C'est une satisfaction pour les associations écologistes qui dénoncent les excès de l'irrigation des terres agricoles. La justice s'est prononcée sur le bassin de l'Adour trop sollicité au vue des changements climatiques et des déficits en eau à venir. Les agriculteurs landais sont déçus.
Quand la gestion de l'eau et les effets des changements climatiques s'invitent au tribunal. C'est à Pau, au tribunal administratif, que ce sujet saillant a été pour l'heure tranché. Il concerne les prélèvements d'eau effectués pour irriguer les cultures.
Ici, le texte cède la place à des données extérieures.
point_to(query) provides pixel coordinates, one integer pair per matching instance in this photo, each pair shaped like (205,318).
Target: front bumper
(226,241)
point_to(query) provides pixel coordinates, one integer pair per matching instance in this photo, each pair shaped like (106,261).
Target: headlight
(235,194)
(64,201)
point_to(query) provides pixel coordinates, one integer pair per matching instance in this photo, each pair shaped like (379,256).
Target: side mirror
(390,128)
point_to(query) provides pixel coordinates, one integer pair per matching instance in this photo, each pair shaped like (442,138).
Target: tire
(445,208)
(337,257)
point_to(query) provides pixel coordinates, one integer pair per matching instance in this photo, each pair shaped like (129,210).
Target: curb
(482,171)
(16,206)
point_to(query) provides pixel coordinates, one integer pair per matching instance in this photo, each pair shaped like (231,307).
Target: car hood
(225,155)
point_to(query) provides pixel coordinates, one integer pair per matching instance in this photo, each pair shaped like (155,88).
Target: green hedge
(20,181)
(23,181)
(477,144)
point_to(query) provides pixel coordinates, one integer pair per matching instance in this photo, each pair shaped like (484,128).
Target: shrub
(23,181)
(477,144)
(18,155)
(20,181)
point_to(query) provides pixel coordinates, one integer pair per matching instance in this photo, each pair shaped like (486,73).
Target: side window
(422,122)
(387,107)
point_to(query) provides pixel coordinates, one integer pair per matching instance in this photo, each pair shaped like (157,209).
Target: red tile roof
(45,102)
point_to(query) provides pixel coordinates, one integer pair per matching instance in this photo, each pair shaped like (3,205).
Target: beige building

Les magistrats viennent d'annuler l’autorisation pluriannuelle délivrée au syndicat Irrigadour pour prélever les eaux du bassin de l’Adour amont de 2017 à 2022.
En clair, il faut que les irrigants revoient leur copie à la baisse pour les années à venir, après 2022.
Ce sont les associations France Nature Environnement Midi-Pyrénées, FNE 65, les Amis de la Terre 32 et la SEPANSO Landes qui contestaient les autorisations données à ce syndicat, après instruction des demandes initiales délivrées en 2016 et qui devaient prendre fin le 31 mai 2022.
Tous les organismes consultés (Office français de la biodiversité et mission régionale de l’autorité environnementale) ainsi que les commissions d’enquêtes publiques, avaient souligné les graves insuffisances des dossiers déposés.
Les associations ont pointé du doigt des inexactitudes : les incidences des prélèvements étaient mal évaluées, les volumes sollicités n’étaient pas justifiés par rapport aux besoins des irrigants, les autorisations devaient rester limitées dans le temps et ainsi permettre aux organismes uniques de déposer des dossiers complets d’ici 2020/21.
Outre ces critiques, ni l’Etat ni le syndicat IRRIGADOUR n’ont pris en compte les effets du changement climatique sur les milieux aquatiques. Les effets du changement climatique continuent d’être ignorés dans la gestion quantitative de l’eau
La déception des agriculteurs irrigants et des incertitudes pour l'avenir
Le prélèvement de l'eau concerne 4 000 irrigants dans le secteur administré par Irrigadour. Les cultures sont le maïs, les haricots, les carottes entre autres. " A partir de 2022, il faudra demander de nouvelles autorisations de prélèvement à usage d'irrigation dont on ne connait pas aujourd'hui le contenu. " explique un représentant des agriculteurs usagers. Ce qui remet en cause pour certains les investissements en cours et les réalisations.
La justice sensible aux enjeux de l'eau
Certaines activités de l'agriculture sont gourmandes en eau on le sait. Un arrosage qui n'est pas sans conséquence comme le souligne Jean Olivier, le président de FNE Midi-Pyrénées : "Toujours plus d’eau pour au final en gaspiller et en polluer toujours plus. Voilà ce que voulait IRRIGADOUR, suivi comme toujours fidèlement par les services de l’Etat. Cette autorisation était totalement irresponsable par rapport à la ressource existante et précieuse, notamment en été. Aujourd’hui, le Tribunal administratif a sanctionné cette fuite en avant désastreuse. Soyons clair, ces ressources en eau sont d’un intérêt public majeur pour la totalité des habitants (1.500.000) des départements concernés, il est inimaginable que 5000 irrigants veuillent s’en arroger une telle quantité (280 millions de m³) pour une agriculture intensive toujours plus impactante sur les milieux et les espèces…"
A l'heure où les prévisions pour les années à venir laissent apparaître une baisse des précipitations en été, les débits des cours d'eau s'annoncent par conséquent aussi à la baisse. D'où une fragilisation de la ressource. Le tribunal administratif de Pau a retenu cette hypothèse d'accroissement du déficit d'eau. Mais au regard des enjeux économiques liés à l'annulation de cet arrêté, il a repoussé à 2022 la révision de la copie.